In divided Cyprus, UN sees environment as unifier

A broken plastic chair, a printer box, old tyres and other discarded waste are loaded into the back of United Nations pickup trucks in the buffer zone that divides Cyprus.

The initiative on Friday, which included young Greek Cypriots who have demonstrated a commitment to working with counterparts in the Turkish Cypriot community, helped to make the common heritage of a divided Mediterranean island just a little bit cleaner.

But it came as the politics of the island’s division become messier, 47 years after Turkish troops invaded and occupied the northern third of the island in response to a Greek military junta-sponsored coup.

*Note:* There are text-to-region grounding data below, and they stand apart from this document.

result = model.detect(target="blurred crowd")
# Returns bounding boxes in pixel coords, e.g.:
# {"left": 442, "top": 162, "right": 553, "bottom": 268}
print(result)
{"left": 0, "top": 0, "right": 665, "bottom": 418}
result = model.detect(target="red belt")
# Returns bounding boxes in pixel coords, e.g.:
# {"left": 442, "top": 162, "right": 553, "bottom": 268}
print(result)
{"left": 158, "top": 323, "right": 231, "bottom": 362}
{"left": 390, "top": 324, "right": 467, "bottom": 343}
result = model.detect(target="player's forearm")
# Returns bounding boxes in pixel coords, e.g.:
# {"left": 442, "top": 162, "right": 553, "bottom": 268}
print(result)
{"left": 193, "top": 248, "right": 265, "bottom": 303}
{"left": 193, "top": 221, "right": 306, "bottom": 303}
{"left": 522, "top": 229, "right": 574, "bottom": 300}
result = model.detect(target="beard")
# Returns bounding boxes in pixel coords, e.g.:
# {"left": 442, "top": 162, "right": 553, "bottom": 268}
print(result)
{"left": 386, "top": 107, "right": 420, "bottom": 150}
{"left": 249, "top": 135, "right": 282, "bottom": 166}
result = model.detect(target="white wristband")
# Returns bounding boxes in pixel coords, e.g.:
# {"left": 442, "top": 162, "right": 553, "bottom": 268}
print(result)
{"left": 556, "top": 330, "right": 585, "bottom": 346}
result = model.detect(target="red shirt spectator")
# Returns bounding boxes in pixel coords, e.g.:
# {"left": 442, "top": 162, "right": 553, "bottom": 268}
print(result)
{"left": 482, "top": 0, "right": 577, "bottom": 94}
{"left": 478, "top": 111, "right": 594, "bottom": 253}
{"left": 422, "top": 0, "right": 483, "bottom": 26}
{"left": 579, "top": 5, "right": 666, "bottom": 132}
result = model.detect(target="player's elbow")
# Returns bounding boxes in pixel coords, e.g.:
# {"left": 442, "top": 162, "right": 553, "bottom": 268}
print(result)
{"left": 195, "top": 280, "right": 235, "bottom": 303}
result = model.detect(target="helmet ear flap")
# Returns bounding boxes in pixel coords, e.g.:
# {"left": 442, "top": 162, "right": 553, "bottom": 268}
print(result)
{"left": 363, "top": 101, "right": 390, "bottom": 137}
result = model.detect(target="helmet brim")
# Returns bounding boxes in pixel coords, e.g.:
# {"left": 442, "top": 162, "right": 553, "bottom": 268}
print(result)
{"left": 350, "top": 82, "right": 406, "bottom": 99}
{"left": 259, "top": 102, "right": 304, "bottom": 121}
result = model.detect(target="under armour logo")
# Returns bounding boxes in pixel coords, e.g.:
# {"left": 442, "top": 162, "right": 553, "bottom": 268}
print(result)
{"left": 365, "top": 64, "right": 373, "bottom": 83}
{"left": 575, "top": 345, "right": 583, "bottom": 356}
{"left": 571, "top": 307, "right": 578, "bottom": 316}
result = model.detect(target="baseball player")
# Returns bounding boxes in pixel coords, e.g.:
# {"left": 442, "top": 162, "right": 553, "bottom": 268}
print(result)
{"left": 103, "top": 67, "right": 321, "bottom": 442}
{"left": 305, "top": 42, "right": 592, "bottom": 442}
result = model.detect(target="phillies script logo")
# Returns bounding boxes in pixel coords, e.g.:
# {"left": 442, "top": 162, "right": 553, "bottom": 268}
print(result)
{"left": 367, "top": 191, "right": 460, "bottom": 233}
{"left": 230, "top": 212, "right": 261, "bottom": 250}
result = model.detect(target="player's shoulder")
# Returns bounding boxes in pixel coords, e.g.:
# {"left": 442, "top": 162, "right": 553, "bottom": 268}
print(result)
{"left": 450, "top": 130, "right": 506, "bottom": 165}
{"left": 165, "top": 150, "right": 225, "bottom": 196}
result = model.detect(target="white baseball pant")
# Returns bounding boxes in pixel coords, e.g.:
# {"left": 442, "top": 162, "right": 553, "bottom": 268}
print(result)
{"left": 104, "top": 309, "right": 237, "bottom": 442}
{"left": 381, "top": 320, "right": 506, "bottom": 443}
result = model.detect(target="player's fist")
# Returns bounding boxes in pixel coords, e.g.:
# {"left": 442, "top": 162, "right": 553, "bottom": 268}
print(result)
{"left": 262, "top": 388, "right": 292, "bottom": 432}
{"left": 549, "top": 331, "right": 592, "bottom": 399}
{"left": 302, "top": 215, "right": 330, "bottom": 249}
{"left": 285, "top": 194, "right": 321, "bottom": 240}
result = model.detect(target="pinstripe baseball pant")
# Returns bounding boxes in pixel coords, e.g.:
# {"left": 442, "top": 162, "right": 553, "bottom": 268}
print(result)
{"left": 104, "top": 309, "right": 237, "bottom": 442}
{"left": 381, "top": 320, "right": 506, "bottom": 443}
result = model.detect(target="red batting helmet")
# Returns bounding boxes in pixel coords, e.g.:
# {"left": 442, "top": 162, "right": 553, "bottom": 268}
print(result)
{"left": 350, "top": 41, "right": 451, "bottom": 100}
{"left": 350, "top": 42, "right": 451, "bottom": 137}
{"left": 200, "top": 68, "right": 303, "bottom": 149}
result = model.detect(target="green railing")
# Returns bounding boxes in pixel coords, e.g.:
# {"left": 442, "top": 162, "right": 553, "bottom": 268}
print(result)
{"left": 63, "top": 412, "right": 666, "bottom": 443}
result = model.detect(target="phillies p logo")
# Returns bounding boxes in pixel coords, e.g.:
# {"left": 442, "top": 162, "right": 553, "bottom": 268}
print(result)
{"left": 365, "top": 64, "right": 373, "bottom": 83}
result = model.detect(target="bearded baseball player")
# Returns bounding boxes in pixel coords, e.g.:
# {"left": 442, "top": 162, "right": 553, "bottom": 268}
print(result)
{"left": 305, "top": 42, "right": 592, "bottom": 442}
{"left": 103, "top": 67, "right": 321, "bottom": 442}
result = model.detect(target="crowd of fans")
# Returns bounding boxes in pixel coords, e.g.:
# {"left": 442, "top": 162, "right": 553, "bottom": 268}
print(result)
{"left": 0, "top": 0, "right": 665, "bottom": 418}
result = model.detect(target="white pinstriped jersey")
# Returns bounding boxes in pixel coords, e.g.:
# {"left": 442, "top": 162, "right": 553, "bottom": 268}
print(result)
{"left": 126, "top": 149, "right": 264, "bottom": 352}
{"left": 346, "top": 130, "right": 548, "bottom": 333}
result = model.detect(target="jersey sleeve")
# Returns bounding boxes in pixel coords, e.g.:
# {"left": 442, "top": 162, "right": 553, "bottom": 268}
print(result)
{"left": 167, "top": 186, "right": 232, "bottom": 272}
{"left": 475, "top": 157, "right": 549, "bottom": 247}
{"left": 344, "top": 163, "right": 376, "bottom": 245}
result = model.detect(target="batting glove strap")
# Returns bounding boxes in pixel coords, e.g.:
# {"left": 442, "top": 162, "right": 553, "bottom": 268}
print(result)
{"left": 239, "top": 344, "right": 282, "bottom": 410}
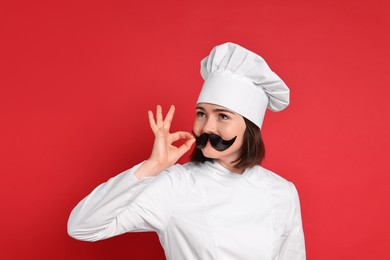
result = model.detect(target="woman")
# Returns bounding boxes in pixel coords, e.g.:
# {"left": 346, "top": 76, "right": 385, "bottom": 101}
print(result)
{"left": 68, "top": 42, "right": 306, "bottom": 259}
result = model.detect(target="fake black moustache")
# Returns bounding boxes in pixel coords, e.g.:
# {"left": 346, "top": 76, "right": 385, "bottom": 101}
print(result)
{"left": 192, "top": 131, "right": 237, "bottom": 151}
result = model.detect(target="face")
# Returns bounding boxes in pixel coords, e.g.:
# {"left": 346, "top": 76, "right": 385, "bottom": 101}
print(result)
{"left": 193, "top": 103, "right": 246, "bottom": 165}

Since then the UN has maintained a buffer zone between the Turkish and Turkish Cypriot forces in the north — which is recognised only by Ankara — and the Greek and Greek Cypriot forces in the Republic of Cyprus, a European Union member.

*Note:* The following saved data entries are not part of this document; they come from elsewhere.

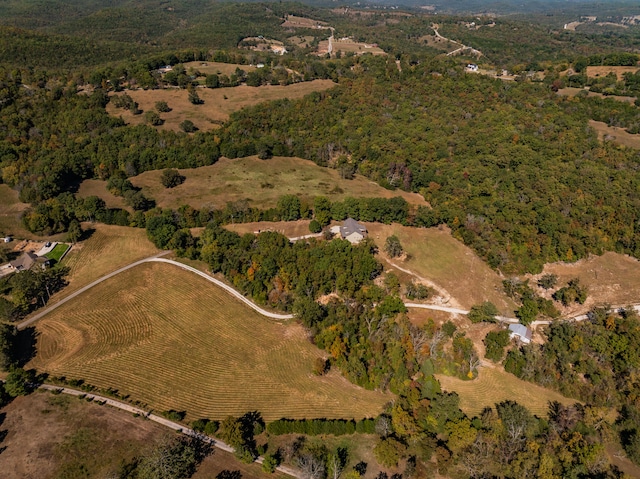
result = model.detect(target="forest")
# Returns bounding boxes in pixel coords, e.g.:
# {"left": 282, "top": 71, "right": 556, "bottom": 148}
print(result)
{"left": 3, "top": 0, "right": 640, "bottom": 476}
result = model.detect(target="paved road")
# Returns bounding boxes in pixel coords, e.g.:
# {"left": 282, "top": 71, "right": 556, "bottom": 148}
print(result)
{"left": 38, "top": 384, "right": 301, "bottom": 477}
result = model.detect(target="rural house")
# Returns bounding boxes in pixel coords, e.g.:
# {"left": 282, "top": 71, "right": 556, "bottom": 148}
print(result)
{"left": 339, "top": 218, "right": 368, "bottom": 244}
{"left": 10, "top": 252, "right": 50, "bottom": 272}
{"left": 508, "top": 323, "right": 532, "bottom": 344}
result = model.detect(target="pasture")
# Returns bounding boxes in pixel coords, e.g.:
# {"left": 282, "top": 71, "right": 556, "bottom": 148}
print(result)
{"left": 106, "top": 80, "right": 335, "bottom": 132}
{"left": 282, "top": 15, "right": 329, "bottom": 29}
{"left": 586, "top": 65, "right": 639, "bottom": 80}
{"left": 182, "top": 61, "right": 256, "bottom": 77}
{"left": 589, "top": 119, "right": 640, "bottom": 149}
{"left": 128, "top": 155, "right": 428, "bottom": 210}
{"left": 366, "top": 223, "right": 516, "bottom": 312}
{"left": 77, "top": 179, "right": 129, "bottom": 210}
{"left": 436, "top": 366, "right": 577, "bottom": 417}
{"left": 0, "top": 391, "right": 275, "bottom": 479}
{"left": 0, "top": 184, "right": 34, "bottom": 239}
{"left": 318, "top": 39, "right": 386, "bottom": 56}
{"left": 533, "top": 251, "right": 640, "bottom": 310}
{"left": 29, "top": 262, "right": 390, "bottom": 421}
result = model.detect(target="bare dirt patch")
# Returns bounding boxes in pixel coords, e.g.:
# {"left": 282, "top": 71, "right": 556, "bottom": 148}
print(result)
{"left": 106, "top": 80, "right": 336, "bottom": 132}
{"left": 589, "top": 119, "right": 640, "bottom": 149}
{"left": 128, "top": 155, "right": 428, "bottom": 210}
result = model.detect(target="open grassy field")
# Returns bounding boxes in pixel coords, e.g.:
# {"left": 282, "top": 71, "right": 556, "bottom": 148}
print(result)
{"left": 106, "top": 80, "right": 335, "bottom": 132}
{"left": 366, "top": 223, "right": 516, "bottom": 312}
{"left": 0, "top": 391, "right": 277, "bottom": 479}
{"left": 318, "top": 39, "right": 386, "bottom": 56}
{"left": 557, "top": 88, "right": 636, "bottom": 105}
{"left": 436, "top": 366, "right": 577, "bottom": 417}
{"left": 586, "top": 65, "right": 640, "bottom": 80}
{"left": 29, "top": 262, "right": 390, "bottom": 421}
{"left": 182, "top": 61, "right": 257, "bottom": 77}
{"left": 76, "top": 179, "right": 129, "bottom": 210}
{"left": 58, "top": 223, "right": 159, "bottom": 299}
{"left": 589, "top": 119, "right": 640, "bottom": 149}
{"left": 225, "top": 220, "right": 313, "bottom": 238}
{"left": 128, "top": 155, "right": 428, "bottom": 210}
{"left": 0, "top": 184, "right": 33, "bottom": 239}
{"left": 282, "top": 15, "right": 329, "bottom": 29}
{"left": 532, "top": 251, "right": 640, "bottom": 310}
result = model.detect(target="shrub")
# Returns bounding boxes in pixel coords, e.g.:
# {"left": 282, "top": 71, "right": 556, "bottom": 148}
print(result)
{"left": 155, "top": 101, "right": 171, "bottom": 112}
{"left": 161, "top": 169, "right": 186, "bottom": 188}
{"left": 180, "top": 120, "right": 197, "bottom": 133}
{"left": 309, "top": 220, "right": 322, "bottom": 234}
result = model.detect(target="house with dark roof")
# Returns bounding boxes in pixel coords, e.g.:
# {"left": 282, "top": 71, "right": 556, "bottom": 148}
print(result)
{"left": 508, "top": 323, "right": 532, "bottom": 344}
{"left": 10, "top": 252, "right": 50, "bottom": 272}
{"left": 340, "top": 218, "right": 368, "bottom": 244}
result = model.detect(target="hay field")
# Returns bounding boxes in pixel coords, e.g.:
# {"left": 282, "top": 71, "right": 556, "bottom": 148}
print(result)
{"left": 0, "top": 184, "right": 33, "bottom": 239}
{"left": 76, "top": 179, "right": 129, "bottom": 210}
{"left": 30, "top": 262, "right": 390, "bottom": 421}
{"left": 106, "top": 80, "right": 335, "bottom": 132}
{"left": 129, "top": 156, "right": 428, "bottom": 210}
{"left": 225, "top": 220, "right": 313, "bottom": 238}
{"left": 437, "top": 366, "right": 577, "bottom": 417}
{"left": 366, "top": 224, "right": 516, "bottom": 312}
{"left": 59, "top": 224, "right": 159, "bottom": 299}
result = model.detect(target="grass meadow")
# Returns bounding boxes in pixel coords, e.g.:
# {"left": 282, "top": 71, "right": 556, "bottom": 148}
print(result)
{"left": 29, "top": 262, "right": 390, "bottom": 422}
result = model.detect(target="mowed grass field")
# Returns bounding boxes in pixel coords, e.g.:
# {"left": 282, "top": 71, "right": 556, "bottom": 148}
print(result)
{"left": 58, "top": 224, "right": 159, "bottom": 299}
{"left": 29, "top": 262, "right": 390, "bottom": 421}
{"left": 106, "top": 80, "right": 335, "bottom": 132}
{"left": 128, "top": 156, "right": 427, "bottom": 210}
{"left": 437, "top": 366, "right": 577, "bottom": 417}
{"left": 366, "top": 224, "right": 516, "bottom": 312}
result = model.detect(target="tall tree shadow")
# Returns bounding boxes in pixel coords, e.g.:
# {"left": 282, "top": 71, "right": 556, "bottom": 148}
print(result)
{"left": 14, "top": 326, "right": 37, "bottom": 367}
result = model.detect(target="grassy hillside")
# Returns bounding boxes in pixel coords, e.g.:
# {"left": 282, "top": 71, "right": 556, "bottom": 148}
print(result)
{"left": 29, "top": 262, "right": 390, "bottom": 421}
{"left": 126, "top": 155, "right": 427, "bottom": 209}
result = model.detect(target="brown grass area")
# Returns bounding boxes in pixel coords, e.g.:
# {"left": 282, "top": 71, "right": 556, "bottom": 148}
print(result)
{"left": 76, "top": 179, "right": 129, "bottom": 210}
{"left": 589, "top": 119, "right": 640, "bottom": 149}
{"left": 1, "top": 391, "right": 277, "bottom": 479}
{"left": 106, "top": 80, "right": 335, "bottom": 132}
{"left": 29, "top": 262, "right": 390, "bottom": 421}
{"left": 318, "top": 39, "right": 386, "bottom": 56}
{"left": 557, "top": 88, "right": 636, "bottom": 105}
{"left": 436, "top": 366, "right": 577, "bottom": 417}
{"left": 0, "top": 391, "right": 166, "bottom": 479}
{"left": 0, "top": 184, "right": 33, "bottom": 239}
{"left": 182, "top": 61, "right": 256, "bottom": 77}
{"left": 225, "top": 220, "right": 313, "bottom": 238}
{"left": 128, "top": 156, "right": 427, "bottom": 210}
{"left": 418, "top": 34, "right": 458, "bottom": 53}
{"left": 58, "top": 223, "right": 159, "bottom": 299}
{"left": 366, "top": 224, "right": 516, "bottom": 312}
{"left": 282, "top": 15, "right": 329, "bottom": 28}
{"left": 288, "top": 35, "right": 315, "bottom": 48}
{"left": 586, "top": 65, "right": 640, "bottom": 80}
{"left": 532, "top": 251, "right": 640, "bottom": 312}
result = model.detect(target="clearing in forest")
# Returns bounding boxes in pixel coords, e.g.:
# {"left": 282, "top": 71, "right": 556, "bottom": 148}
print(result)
{"left": 436, "top": 366, "right": 577, "bottom": 417}
{"left": 182, "top": 61, "right": 257, "bottom": 77}
{"left": 589, "top": 119, "right": 640, "bottom": 149}
{"left": 532, "top": 251, "right": 640, "bottom": 311}
{"left": 281, "top": 15, "right": 329, "bottom": 29}
{"left": 366, "top": 223, "right": 516, "bottom": 313}
{"left": 77, "top": 179, "right": 129, "bottom": 210}
{"left": 29, "top": 262, "right": 390, "bottom": 422}
{"left": 318, "top": 38, "right": 386, "bottom": 56}
{"left": 106, "top": 80, "right": 335, "bottom": 132}
{"left": 128, "top": 156, "right": 428, "bottom": 210}
{"left": 0, "top": 185, "right": 35, "bottom": 239}
{"left": 586, "top": 65, "right": 640, "bottom": 81}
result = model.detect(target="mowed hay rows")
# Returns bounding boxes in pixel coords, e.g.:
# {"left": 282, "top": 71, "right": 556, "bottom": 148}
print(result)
{"left": 30, "top": 263, "right": 390, "bottom": 421}
{"left": 60, "top": 224, "right": 159, "bottom": 297}
{"left": 436, "top": 367, "right": 577, "bottom": 418}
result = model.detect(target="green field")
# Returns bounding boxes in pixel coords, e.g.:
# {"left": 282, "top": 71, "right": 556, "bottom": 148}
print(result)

Although they are divided, the environment has been one way the two communities have been able to cooperate.

“There is a common interest in protecting the environment on both sides of the buffer zone,” said Aleem Siddique, spokesperson for the United Nations Peacekeeping Force in Cyprus (UNFICYP).

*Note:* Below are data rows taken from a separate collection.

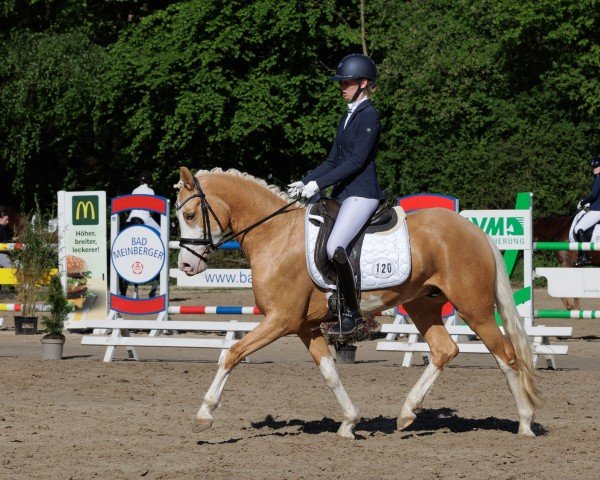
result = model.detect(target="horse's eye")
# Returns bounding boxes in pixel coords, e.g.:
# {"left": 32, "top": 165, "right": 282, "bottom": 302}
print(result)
{"left": 185, "top": 212, "right": 196, "bottom": 221}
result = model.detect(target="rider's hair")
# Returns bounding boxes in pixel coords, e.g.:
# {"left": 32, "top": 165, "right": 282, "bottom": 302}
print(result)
{"left": 139, "top": 170, "right": 151, "bottom": 184}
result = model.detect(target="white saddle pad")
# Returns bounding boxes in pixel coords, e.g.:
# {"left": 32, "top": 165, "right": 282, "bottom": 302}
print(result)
{"left": 305, "top": 206, "right": 411, "bottom": 291}
{"left": 569, "top": 211, "right": 600, "bottom": 242}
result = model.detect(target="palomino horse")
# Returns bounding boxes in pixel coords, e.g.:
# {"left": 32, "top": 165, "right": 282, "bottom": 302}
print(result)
{"left": 175, "top": 167, "right": 539, "bottom": 438}
{"left": 533, "top": 215, "right": 600, "bottom": 310}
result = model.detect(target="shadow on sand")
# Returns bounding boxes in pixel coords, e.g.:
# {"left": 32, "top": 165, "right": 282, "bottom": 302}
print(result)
{"left": 194, "top": 408, "right": 546, "bottom": 444}
{"left": 250, "top": 409, "right": 546, "bottom": 436}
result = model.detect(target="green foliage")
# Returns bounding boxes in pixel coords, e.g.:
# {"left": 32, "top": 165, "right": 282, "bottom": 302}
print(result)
{"left": 0, "top": 30, "right": 107, "bottom": 209}
{"left": 371, "top": 0, "right": 597, "bottom": 216}
{"left": 94, "top": 0, "right": 359, "bottom": 197}
{"left": 0, "top": 1, "right": 171, "bottom": 45}
{"left": 42, "top": 274, "right": 72, "bottom": 337}
{"left": 0, "top": 0, "right": 597, "bottom": 219}
{"left": 12, "top": 204, "right": 57, "bottom": 317}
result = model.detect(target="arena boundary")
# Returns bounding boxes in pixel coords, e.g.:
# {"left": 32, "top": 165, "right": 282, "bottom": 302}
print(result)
{"left": 16, "top": 191, "right": 586, "bottom": 366}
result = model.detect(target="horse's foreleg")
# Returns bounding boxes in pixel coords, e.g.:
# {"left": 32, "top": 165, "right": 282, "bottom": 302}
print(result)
{"left": 194, "top": 316, "right": 288, "bottom": 433}
{"left": 298, "top": 329, "right": 360, "bottom": 439}
{"left": 560, "top": 253, "right": 580, "bottom": 311}
{"left": 398, "top": 301, "right": 457, "bottom": 431}
{"left": 194, "top": 356, "right": 231, "bottom": 432}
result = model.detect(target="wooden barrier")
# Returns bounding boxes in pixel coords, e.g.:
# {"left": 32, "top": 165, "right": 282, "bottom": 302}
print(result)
{"left": 77, "top": 319, "right": 259, "bottom": 363}
{"left": 377, "top": 322, "right": 572, "bottom": 369}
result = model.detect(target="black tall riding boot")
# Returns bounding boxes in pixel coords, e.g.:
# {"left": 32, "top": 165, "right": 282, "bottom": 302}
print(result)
{"left": 574, "top": 229, "right": 591, "bottom": 267}
{"left": 328, "top": 247, "right": 363, "bottom": 335}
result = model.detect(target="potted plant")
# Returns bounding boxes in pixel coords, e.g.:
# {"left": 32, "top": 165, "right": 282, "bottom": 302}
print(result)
{"left": 322, "top": 314, "right": 380, "bottom": 364}
{"left": 41, "top": 274, "right": 72, "bottom": 360}
{"left": 12, "top": 205, "right": 56, "bottom": 334}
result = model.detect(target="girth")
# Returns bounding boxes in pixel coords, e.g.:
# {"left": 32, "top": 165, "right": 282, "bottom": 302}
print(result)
{"left": 308, "top": 198, "right": 398, "bottom": 283}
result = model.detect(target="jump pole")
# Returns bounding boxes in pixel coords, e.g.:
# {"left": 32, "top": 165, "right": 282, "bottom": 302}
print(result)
{"left": 535, "top": 310, "right": 600, "bottom": 319}
{"left": 534, "top": 242, "right": 598, "bottom": 251}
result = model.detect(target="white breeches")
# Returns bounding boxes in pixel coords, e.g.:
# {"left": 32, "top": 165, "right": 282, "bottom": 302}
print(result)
{"left": 327, "top": 196, "right": 380, "bottom": 259}
{"left": 574, "top": 210, "right": 600, "bottom": 233}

The buffer zone, 180 kilometres (112 miles) long and up to eight kilometres (five miles) wide, is home to unique species of plants and wildlife, Siddique said.

It has also become a dumping ground, and the UN works with local groups to hold periodic cleanups.

On Friday — the final day of the COP26 climate summit in Glasgow — about 16 peacekeepers joined UN police and civilian members of the UN Youth Champions for Environment and Peace to attack piles of waste dumped in the buffer zone near the village of Troulli in the southeast of the island.

– Shared values –

The illegal dump is reached after several minutes of driving past olive trees down a stone track, with no signs of habitation other than what appeared to be two distant hilltop military posts, and a farm tractor that threw up dust as it worked.

Then the dry earth was littered with everything from bits of styrofoam to unrecognizable pieces of metal, abandoned beside the track.

“We have seen a marked increase in construction activity, in violations, in dumping,” Siddique said.

A lot of the dumping is believed to be done at night, by contractors.

As he spoke, Joya Lahoud, 19, and other members of the cleanup crew packed the junk into black plastic garbage bags.

“We are all living in the same island, actually, and we share many similarities and many values,” said Lahoud, who in August joined the two-week Youth Champions programme which brought together people from both sides of the island, with a focus on “environmental peacebuilding.”

She previously helped to clean a beach in Famagusta, in the north.

“We really work with no division,” said Lahoud, of Larnaca.

Victoras Pallikaras, 22, a Greek Cypriot and Youth Champions participant who works as an environmental activist, said the cleanup efforts show that “we want to be together.”

But Boghos Avetikian, 23, an Armenian Cypriot who lives in the south, lamented that there aren’t more chances for young people from the two communities to work side-by-side.

“If youth from both sides hang out I think they can create good things but they don’t meet,” he said, holding the second of two garbage bags he had collected.

UN Secretary General Antonio Guterres, in a July report to the Security Council, acknowledged the role of civil society, particularly women and youth, as “key to a lasting settlement and peace,” while political tensions have been “steadily growing.”